For many years, I have been searching for a solution to the problem of how to carry electronic notes with me. You’d think there would be a number of these, but each one I’ve tried has always lacked something important, usually ease of use and simplicity.
In my small business life, I often have to refer to various (and ever-changing) small pieces of information. I used to write it all down in a small pocket notebook or on file cards but usually managed to lose them. The ideal electronic solution would improve my access to information, as well as protect it from loss.
Here’s what I have been looking for:
A good solution would allow me to enter a note on my desktop or laptop and keep it automatically synchronized with my other computers and portable devices.
A really great solution would also let me easily create notes on portable devices, such as my iPhone, and even make my notes available anywhere using a Web-based interface. It would support multiple file types, including as photographs and web clippings, and keep everything nicely organized without too much help from me.
All this information would reside on all my computers and mobile devices, as well as up in the cloud someplace, safe from loss.
And a perfect solution would be, at least in small quantities, free.
Meet Perfection
I started using Evernote when I searched for a solution that would allow me to create notes on my desktop and access them on my iPhone. Or vice versa. All I wanted was to do what be able to access important reference data from wherever I happened to be.
With Evernote, I can type a note, grab text from an email, clip a web page (in whole or part) or take a picture with the camera in my Mac or iPhone. Evernote runs everything, including photographs, through a text recognition engine. This allows me to search on text that appears inside a picture, perhaps of someone’s business card or a label. Content can also be tagged and filtered based on personalized categories.
Information managed in Evernote is stored in notebooks, which may be public or private. You may also send email to a notebook as a way to add information.
A free account gives you 40 MB of uploads per month and unlimited use of the software. Evernote clients are available for Windows XP and Vista, Mac OS X, iPhone, Windows Mobile, and SanDisk U3 flash drives. You can also access your information from any Web browser.
That’s the free version. If I were paying $5-a-month or $45-a-year, I’d also be able to store any file type in Evernote, making it available across all the supported platforms, and get 500 MB of monthly uploads.

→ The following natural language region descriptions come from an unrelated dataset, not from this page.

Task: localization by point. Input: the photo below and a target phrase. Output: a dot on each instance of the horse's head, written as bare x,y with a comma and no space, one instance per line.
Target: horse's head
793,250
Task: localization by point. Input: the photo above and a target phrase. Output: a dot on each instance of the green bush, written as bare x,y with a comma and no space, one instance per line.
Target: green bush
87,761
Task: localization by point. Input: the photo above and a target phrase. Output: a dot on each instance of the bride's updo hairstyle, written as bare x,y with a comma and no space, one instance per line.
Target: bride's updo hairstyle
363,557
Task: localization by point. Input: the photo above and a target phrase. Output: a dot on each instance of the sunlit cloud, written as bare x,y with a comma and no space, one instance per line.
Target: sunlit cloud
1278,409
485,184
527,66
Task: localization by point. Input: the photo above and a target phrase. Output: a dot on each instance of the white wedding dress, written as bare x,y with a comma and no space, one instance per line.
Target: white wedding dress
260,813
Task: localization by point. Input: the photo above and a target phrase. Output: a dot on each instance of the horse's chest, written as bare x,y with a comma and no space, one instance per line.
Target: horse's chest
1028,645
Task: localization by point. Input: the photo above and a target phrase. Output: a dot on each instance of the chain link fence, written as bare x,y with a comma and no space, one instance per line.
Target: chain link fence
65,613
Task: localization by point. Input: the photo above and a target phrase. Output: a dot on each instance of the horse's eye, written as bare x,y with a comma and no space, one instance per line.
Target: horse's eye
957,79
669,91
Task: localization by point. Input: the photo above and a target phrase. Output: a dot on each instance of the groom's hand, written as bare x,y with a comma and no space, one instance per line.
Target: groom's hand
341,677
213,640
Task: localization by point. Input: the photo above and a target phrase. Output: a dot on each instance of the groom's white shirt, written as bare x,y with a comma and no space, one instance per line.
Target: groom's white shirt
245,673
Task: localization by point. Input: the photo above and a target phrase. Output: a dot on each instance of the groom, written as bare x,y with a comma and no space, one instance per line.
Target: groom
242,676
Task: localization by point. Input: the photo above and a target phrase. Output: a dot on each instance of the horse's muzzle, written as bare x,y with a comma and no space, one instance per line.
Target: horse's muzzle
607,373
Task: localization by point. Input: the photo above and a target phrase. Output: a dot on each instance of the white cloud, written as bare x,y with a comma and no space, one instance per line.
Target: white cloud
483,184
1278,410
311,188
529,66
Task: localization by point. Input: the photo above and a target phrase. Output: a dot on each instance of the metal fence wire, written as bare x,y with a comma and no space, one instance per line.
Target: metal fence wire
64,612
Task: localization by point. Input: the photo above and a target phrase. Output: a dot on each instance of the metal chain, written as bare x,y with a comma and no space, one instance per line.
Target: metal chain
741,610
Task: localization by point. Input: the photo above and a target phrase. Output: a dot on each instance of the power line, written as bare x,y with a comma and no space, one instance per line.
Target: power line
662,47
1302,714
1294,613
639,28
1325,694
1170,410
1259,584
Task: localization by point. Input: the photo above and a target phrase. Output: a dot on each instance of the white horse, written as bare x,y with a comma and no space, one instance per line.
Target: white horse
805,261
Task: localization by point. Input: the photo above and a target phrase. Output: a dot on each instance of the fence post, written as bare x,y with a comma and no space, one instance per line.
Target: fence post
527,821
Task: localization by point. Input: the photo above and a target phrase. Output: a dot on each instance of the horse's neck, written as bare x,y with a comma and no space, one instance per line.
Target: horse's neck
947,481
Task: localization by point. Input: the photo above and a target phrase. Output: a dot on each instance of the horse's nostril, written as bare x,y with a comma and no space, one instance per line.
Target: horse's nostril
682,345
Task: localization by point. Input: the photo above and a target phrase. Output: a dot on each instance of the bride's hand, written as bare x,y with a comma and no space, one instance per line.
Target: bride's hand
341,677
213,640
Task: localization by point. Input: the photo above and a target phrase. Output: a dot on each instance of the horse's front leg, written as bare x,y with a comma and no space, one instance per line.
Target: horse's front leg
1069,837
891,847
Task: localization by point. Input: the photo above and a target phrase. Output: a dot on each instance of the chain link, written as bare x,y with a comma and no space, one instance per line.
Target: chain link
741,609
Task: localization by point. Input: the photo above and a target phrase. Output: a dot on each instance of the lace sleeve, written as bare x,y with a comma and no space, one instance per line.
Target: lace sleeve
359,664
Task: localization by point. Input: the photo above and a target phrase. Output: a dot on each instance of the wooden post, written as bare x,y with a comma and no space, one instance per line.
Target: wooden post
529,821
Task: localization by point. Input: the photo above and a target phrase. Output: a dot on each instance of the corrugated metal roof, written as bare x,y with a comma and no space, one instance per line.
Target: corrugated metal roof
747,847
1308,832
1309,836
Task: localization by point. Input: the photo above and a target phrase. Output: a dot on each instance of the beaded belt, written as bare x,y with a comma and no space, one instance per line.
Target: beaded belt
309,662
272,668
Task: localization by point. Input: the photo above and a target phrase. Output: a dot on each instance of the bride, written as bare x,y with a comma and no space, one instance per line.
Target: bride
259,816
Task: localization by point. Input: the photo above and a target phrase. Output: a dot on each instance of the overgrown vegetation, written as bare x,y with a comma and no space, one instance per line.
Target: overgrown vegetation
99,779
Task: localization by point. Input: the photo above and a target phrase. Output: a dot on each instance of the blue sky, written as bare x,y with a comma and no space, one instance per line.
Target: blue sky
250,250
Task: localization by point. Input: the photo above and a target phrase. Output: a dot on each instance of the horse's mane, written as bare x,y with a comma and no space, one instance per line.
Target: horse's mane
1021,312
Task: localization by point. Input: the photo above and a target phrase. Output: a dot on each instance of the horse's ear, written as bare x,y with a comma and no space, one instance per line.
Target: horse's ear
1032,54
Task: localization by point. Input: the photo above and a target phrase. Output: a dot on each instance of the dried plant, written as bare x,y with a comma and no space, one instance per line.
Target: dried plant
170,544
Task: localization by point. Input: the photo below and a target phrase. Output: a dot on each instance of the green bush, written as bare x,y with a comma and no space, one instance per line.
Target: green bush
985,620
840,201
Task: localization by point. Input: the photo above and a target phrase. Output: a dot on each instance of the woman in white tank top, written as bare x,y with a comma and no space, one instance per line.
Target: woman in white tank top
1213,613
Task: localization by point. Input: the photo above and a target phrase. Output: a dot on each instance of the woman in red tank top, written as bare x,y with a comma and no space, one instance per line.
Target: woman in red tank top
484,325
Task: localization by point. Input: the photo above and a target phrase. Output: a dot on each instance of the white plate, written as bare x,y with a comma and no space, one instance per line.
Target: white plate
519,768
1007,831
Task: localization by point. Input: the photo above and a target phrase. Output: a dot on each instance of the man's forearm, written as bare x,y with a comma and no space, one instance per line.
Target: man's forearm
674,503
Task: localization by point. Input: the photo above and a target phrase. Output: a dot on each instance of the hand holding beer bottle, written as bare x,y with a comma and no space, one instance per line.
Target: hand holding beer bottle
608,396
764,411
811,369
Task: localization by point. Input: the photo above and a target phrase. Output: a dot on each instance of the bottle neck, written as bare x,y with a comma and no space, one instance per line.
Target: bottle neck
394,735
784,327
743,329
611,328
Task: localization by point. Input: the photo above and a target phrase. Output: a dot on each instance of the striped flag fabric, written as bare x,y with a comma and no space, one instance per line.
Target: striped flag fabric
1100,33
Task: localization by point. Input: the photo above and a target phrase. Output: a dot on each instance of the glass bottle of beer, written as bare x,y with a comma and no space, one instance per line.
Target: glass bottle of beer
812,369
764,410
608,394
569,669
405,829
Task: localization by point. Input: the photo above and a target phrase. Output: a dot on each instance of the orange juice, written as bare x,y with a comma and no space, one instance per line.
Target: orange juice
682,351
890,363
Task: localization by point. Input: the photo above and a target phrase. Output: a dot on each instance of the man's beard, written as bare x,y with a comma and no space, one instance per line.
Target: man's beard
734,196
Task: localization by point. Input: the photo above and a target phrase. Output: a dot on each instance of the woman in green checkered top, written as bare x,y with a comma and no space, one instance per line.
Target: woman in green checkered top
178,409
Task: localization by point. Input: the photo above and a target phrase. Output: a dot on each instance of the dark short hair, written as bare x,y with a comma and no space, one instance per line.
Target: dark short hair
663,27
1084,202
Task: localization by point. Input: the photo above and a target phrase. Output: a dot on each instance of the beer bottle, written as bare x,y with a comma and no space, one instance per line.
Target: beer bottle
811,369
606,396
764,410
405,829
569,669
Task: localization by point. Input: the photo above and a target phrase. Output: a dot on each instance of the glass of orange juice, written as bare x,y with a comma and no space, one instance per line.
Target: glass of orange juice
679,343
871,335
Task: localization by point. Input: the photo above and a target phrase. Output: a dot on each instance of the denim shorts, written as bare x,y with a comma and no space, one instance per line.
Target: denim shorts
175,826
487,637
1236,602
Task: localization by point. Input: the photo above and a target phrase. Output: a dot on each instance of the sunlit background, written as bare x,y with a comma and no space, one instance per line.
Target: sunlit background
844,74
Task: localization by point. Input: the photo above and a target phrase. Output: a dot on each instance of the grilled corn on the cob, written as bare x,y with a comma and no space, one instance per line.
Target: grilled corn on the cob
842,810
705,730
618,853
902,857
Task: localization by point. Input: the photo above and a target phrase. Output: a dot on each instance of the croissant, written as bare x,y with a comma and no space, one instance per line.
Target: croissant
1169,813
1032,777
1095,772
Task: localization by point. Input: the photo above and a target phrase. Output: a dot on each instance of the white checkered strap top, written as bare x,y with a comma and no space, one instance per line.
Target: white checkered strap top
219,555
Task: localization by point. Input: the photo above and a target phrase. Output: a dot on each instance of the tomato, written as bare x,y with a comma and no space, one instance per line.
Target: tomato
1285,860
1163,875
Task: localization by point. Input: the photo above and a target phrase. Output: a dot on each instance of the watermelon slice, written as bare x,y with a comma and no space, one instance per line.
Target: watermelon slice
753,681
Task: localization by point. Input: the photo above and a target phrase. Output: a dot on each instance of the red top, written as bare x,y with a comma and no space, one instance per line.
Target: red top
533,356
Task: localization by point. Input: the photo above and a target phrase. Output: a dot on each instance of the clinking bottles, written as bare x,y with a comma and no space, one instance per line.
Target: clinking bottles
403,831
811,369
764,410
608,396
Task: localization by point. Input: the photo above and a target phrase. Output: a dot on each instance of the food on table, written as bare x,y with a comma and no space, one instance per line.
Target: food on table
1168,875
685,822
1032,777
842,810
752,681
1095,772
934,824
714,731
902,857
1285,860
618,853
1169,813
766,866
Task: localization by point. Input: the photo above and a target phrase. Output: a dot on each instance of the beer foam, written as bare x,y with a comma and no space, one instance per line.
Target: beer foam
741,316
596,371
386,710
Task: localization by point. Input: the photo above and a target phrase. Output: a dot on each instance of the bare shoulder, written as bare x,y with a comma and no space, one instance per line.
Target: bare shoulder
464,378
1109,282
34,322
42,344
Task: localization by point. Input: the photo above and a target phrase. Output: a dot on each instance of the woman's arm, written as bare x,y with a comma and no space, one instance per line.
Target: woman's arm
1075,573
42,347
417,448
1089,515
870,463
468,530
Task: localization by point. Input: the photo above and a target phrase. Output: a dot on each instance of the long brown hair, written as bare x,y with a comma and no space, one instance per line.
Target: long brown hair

The Evernote applet–currently residing the my Mac’s menu bar–makes it easy to paste to Evernote, grab a clipping, or search within my notebook. (You can do that in Windows, too).
The applet is the usual way I begin interacting with the program. On my iPhone, I have the Evernote app, which connects to the Internet to display my notebook’s contents. But, it also allows me to select specific notes to be stored on the iPhone, ready for use even when I don’t have wireless access to the Internet.
A 500-word blog post doesn’t really do Evernote justice. It’s a big problem-solver, especially for anyone with an iPhone or Windows Mobile device. It’s something I recommend to all my friends–including you.